5 Reasons Why Organizations Struggle to Deliver “Value” in DevOps

Eric Robertson, VP Product Marketing Management at Digital.ai and DevOps Institute Ambassador, recently presented a talk at the DevOps Institute SKILup virtual event on Value Stream Management.

He presented findings from and reflections on data collected by Forrester Research commissioned by Digital.ai. Over 300 global professionals of various seniority levels involved in the planning, building, release, and/or management of software at enterprise firms were surveyed. These findings provide insight into the end-to-end software delivery process in order to see the big picture.

Our hypothesis behind the research was:

Agile and DevOps are key transformation practices for software delivery teams. But they are not enough. Organizations need help focusing on delivering value and business outcomes, while providing full end-to-end visibility to all stakeholders.

Finding #1: Organizations understand that they need software development and delivery processes that are fast, collaborative, and transparent, but more work lies ahead to bring this vision to life.

According to the survey, organizations are dissatisfied with their current toolchain’s automation capabilities.

Organizations deliver on engineering outcomes, which don’t tie into the larger business objectives – they are achieving technical merits, but not business goals.

This lack of organizational and metric alignment raises collaboration challenges.

For the most part, the conversations around Agile and DevOps have happened within the technology realm. This is starting to change. The new question to ask is, how do we take those technology concepts and marry them with business concepts so that business and IT are working hand-in-hand, driving value together?

Finding #2: Value Stream Management – an emerging approach to unifying and optimizing software delivery processes – is gaining acceptance, but some organizations identify roadblocks.

Value Stream Management (VSM) is defined as a combination of people, process, and technology that maps, optimizes, visualizes, measures, and governs business value flow (in the form of epics, stories, work items) through heterogeneous enterprise software delivery pipelines from idea through development and into production.

According to the survey, while still new, 95% of enterprises report interest, near-term plans, or current adoption of VSM.

The roadblocks that nonusers cite as their reasons for not pursuing VSM are more often skill, tool, or cultural limitations than access to adequate alternatives.

The roadblocks of those who already or plan to utilize VSM practices are both organizational and technical:

VSM initiatives most often depend on a collection of tools. Very few organizations have an end-to-end solution from a single vendor. But from the Forrester research, if an organization uses many different tools, being able to connect and integrate them in a single platform is key for VSM success.

Finding #3: While few have a mature VSM approach today, simply beginning the VSM journey has helped early adopters move the needle on key objectives.

VSM users (even if they are just beginning or are very manual in their processes) are 2X more likely to have a complete view into the status development and delivery work at the product, portfolio, and enterprise levels. Between 80%-87% of VSM users have complete or considerable visibility into these levels, relative to between 57%-73% of non-users.

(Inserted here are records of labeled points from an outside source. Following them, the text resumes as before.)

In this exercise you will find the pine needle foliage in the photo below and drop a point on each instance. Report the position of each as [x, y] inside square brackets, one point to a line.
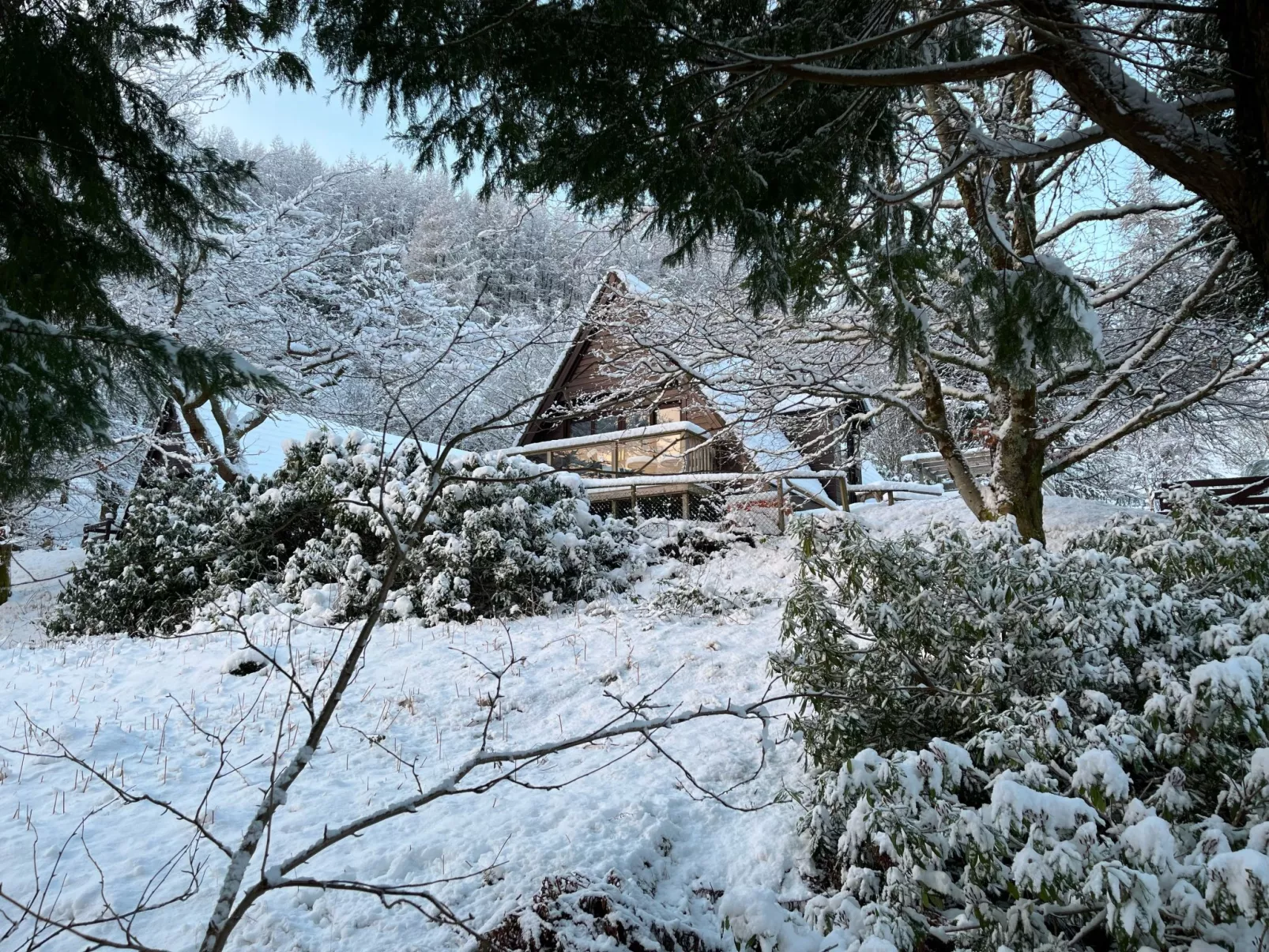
[94, 169]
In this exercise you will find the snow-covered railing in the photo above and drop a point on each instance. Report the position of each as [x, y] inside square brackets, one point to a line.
[655, 429]
[707, 477]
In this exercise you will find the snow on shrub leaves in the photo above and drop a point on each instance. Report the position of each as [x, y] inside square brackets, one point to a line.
[1036, 751]
[505, 536]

Over 75% of VSM users say their VSM initiative has been effective at supporting objectives important to their software development and delivery success.

Overall, VSM provides increased visibility which in turn opens lines for communication to more effectively and quickly respond to and achieve greater business goals.

Finding #4: Agile and DevOps are key VSM enablers, but without a product mindset, VSM initiatives will stall.

Heavy investments into and recognition that DevOps and Agile are very important to support VSM at any stage. The great news is that a lot of organizations are increasing their investment in DevOps and Agile.

However, despite efforts and investments in Agile and DevOps, organizations are still struggling with WHY they are putting in the effort and investments:

Tracking the work and impact through the value stream is still a challenge for some organizations. Measuring value delivered against VSM efforts is critical. Technical outcomes will become aligned with business outcomes once mapping data flow, shifting from project to product orientation, and identifying KPIs to measure business value become more of a priority.

Finding #5: To realize VSM’s full potential, users must overcome their current technology and process limitations by investing in a dedicated VSM platform.

Those that report using an end-to-end VSM solution are nearly 4X more satisfied with their tools than those with a manual approach. The ability to connect tools with an automated process allows organizations to pull the data necessary to continuously improve customer experiences and to prove the value of DevOps, Agile, and VSM efforts.

A Value Stream Management platform allows organizations to capture the strategic business goals and objectives and continuously deliver products and services that impact revenue streams. When a change is introduced, the impact it makes is immediately recognized through value stream monitoring which allows the organization to quickly adapt, pivot, and take action.

Overall, becoming truly agile and adopting a VSM platform is becoming paramount to succeed as an organization.